Casa, Pampaloni replica all’Unione Inquilini: “Nessuna finalità speculativa, serve un confronto costruttivo”
04/04/2026
La questione abitativa torna al centro del confronto politico con una presa di posizione netta da parte della maggioranza. A intervenire è il consigliere comunale del Partito democratico e presidente della commissione Urbanistica, Renzo Pampaloni, che respinge con decisione le accuse mosse dall’Unione Inquilini e rivendica l’impianto delle politiche messe in campo dall’amministrazione sul fronte della casa. Un tema che, anche nelle grandi città italiane ed europee, continua a rappresentare uno dei nodi più delicati sul piano sociale, urbanistico e politico.
Nel suo intervento, Pampaloni colloca l’azione del Comune dentro una strategia articolata, costruita attorno a strumenti differenti e orientata a rispondere a una domanda abitativa sempre più complessa. Al centro della replica c’è soprattutto il riferimento all’accordo con la Bei, indicato come uno dei passaggi chiave del piano dell’amministrazione. Secondo il presidente della commissione Urbanistica, si tratta di un’operazione a regia pubblica, basata sull’individuazione di patrimonio pubblico da destinare alla realizzazione di edilizia residenziale sociale.
Social housing e fascia grigia al centro della strategia
Il punto su cui Pampaloni insiste con maggiore forza riguarda la finalità dell’intervento. L’obiettivo dichiarato è offrire risposte alla cosiddetta fascia grigia, quella parte di popolazione che non possiede i requisiti per accedere all’edilizia residenziale pubblica, ma che allo stesso tempo non riesce a sostenere i costi degli affitti di mercato. In questo quadro, l’edilizia residenziale sociale viene presentata come uno strumento intermedio, pensato per intercettare un bisogno sempre più diffuso nelle aree urbane ad alta pressione immobiliare.
Da qui la smentita dell’ipotesi di qualunque intento speculativo. Pampaloni afferma che l’accordo non sarebbe orientato a generare operazioni di valorizzazione privata, ma a rafforzare la capacità pubblica di intervenire su un terreno che da tempo mostra segnali di forte sofferenza.
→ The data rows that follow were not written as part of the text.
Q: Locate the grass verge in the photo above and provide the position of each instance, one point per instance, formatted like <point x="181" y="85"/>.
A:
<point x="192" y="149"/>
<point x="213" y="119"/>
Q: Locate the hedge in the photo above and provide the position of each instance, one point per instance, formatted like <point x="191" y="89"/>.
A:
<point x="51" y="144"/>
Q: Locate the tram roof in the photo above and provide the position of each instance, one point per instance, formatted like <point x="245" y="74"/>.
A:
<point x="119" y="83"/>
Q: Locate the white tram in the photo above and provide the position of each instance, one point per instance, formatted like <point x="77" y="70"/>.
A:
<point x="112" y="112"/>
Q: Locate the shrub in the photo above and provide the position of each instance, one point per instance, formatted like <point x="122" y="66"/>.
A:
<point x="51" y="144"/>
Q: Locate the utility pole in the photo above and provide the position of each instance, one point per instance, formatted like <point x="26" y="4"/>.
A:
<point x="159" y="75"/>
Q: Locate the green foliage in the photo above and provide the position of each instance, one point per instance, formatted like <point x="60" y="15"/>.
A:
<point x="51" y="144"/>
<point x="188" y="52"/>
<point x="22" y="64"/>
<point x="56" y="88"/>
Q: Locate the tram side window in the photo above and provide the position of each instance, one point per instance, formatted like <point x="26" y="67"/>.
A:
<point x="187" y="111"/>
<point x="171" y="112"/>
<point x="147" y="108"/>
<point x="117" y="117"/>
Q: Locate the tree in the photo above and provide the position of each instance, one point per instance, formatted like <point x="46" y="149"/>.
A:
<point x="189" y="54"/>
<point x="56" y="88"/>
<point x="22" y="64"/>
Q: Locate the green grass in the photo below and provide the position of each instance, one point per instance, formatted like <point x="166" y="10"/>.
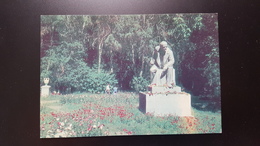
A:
<point x="80" y="115"/>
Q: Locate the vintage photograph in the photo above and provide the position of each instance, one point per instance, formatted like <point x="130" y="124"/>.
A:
<point x="123" y="75"/>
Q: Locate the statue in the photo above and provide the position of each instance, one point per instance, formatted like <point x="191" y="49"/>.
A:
<point x="162" y="72"/>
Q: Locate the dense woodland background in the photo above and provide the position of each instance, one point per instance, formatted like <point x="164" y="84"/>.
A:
<point x="84" y="53"/>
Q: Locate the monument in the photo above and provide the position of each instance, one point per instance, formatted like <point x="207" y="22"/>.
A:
<point x="45" y="89"/>
<point x="163" y="97"/>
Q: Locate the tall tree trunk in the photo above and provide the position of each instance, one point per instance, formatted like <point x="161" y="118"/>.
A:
<point x="99" y="56"/>
<point x="133" y="58"/>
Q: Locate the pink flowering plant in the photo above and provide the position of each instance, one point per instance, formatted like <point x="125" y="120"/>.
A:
<point x="84" y="115"/>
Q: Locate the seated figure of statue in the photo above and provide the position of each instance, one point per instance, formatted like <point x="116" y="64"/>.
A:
<point x="162" y="72"/>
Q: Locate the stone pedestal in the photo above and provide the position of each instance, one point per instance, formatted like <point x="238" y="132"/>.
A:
<point x="162" y="101"/>
<point x="45" y="90"/>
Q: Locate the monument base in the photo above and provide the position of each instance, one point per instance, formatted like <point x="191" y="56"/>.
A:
<point x="45" y="90"/>
<point x="178" y="104"/>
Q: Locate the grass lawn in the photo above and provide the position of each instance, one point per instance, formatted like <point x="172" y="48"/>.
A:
<point x="82" y="115"/>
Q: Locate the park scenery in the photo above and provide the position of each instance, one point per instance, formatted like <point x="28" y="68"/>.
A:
<point x="96" y="75"/>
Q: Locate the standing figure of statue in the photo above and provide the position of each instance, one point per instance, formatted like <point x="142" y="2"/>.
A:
<point x="162" y="72"/>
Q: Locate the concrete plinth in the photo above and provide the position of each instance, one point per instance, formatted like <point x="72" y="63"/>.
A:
<point x="45" y="90"/>
<point x="165" y="104"/>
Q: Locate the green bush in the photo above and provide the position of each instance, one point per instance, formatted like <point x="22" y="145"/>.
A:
<point x="139" y="84"/>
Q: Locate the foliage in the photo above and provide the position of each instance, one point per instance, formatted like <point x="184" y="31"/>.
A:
<point x="95" y="82"/>
<point x="84" y="115"/>
<point x="123" y="44"/>
<point x="139" y="84"/>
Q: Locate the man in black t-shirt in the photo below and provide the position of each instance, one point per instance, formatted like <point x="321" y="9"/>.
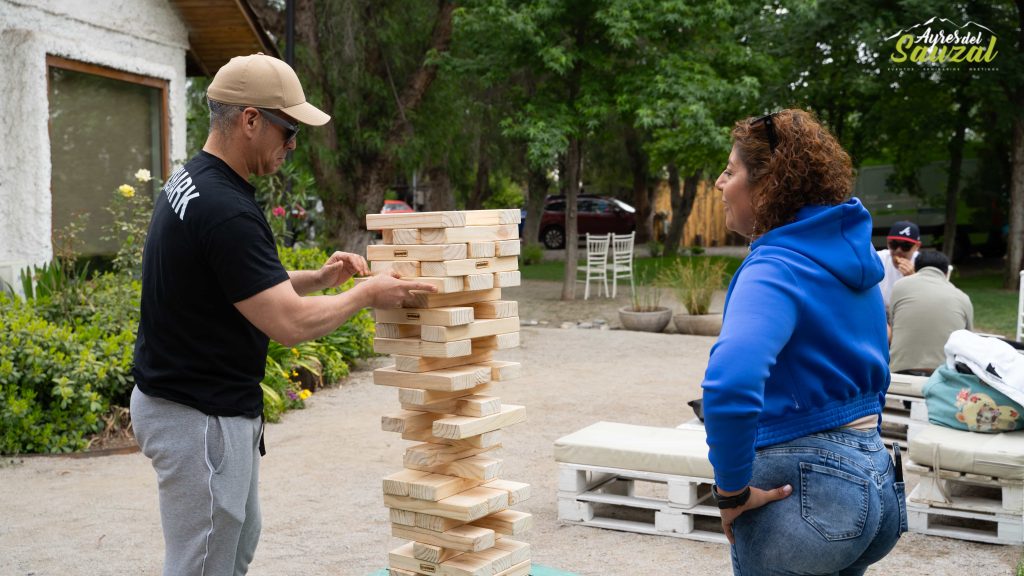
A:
<point x="213" y="294"/>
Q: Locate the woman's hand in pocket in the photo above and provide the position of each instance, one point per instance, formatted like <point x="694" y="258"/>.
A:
<point x="758" y="498"/>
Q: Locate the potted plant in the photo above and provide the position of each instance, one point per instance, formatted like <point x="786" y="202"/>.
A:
<point x="694" y="283"/>
<point x="645" y="313"/>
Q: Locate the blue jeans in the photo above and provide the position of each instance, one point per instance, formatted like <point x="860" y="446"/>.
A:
<point x="846" y="510"/>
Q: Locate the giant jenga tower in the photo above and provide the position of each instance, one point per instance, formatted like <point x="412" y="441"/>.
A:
<point x="449" y="500"/>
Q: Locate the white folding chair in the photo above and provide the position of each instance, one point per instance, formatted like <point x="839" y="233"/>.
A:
<point x="597" y="262"/>
<point x="622" y="259"/>
<point x="1020" y="311"/>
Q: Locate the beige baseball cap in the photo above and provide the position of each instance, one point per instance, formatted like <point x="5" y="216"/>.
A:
<point x="263" y="81"/>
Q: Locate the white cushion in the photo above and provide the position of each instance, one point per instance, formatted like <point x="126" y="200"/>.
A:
<point x="904" y="384"/>
<point x="1000" y="455"/>
<point x="672" y="451"/>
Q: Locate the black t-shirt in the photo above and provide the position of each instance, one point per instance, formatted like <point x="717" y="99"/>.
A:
<point x="209" y="246"/>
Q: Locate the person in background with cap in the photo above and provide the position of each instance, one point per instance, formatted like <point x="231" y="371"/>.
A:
<point x="903" y="242"/>
<point x="213" y="293"/>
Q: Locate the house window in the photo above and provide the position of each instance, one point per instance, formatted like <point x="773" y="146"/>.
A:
<point x="104" y="125"/>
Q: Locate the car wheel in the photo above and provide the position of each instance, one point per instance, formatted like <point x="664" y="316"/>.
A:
<point x="554" y="238"/>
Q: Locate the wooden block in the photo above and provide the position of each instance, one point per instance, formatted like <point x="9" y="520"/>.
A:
<point x="428" y="300"/>
<point x="424" y="397"/>
<point x="408" y="420"/>
<point x="510" y="523"/>
<point x="416" y="346"/>
<point x="491" y="439"/>
<point x="508" y="248"/>
<point x="463" y="538"/>
<point x="425" y="455"/>
<point x="466" y="506"/>
<point x="419" y="365"/>
<point x="385" y="330"/>
<point x="495" y="309"/>
<point x="518" y="491"/>
<point x="507" y="279"/>
<point x="452" y="316"/>
<point x="469" y="234"/>
<point x="397" y="483"/>
<point x="435" y="487"/>
<point x="478" y="282"/>
<point x="402" y="269"/>
<point x="476" y="329"/>
<point x="501" y="370"/>
<point x="500" y="341"/>
<point x="472" y="467"/>
<point x="469" y="265"/>
<point x="430" y="552"/>
<point x="480" y="250"/>
<point x="443" y="379"/>
<point x="464" y="426"/>
<point x="429" y="253"/>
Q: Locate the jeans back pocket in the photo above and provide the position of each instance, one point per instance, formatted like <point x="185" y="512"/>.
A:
<point x="833" y="501"/>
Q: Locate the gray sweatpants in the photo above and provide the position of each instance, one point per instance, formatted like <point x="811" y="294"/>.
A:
<point x="207" y="472"/>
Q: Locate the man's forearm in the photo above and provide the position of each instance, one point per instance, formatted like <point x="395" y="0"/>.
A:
<point x="304" y="281"/>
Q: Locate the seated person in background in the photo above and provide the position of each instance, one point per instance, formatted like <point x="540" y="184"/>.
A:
<point x="903" y="242"/>
<point x="926" y="309"/>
È su questo piano che la replica all’Unione Inquilini assume un significato politico preciso: rivendicare che la linea dell’amministrazione non si fonda su una logica di mercato, ma sulla costruzione di risposte differenziate e mirate.
Accanto al social housing, il rafforzamento dell’edilizia pubblica
Nella ricostruzione offerta da Pampaloni, il social housing non esaurisce però l’azione del Comune. Il consigliere richiama infatti anche il lavoro svolto sul fronte dell’Erp, sostenendo che da inizio mandato gli investimenti straordinari abbiano consentito di assegnare oltre 500 alloggi agli aventi diritto. Un passaggio che serve a rafforzare l’idea di una strategia non limitata a un solo strumento, ma articolata su più livelli, in relazione alla complessità dell’emergenza abitativa.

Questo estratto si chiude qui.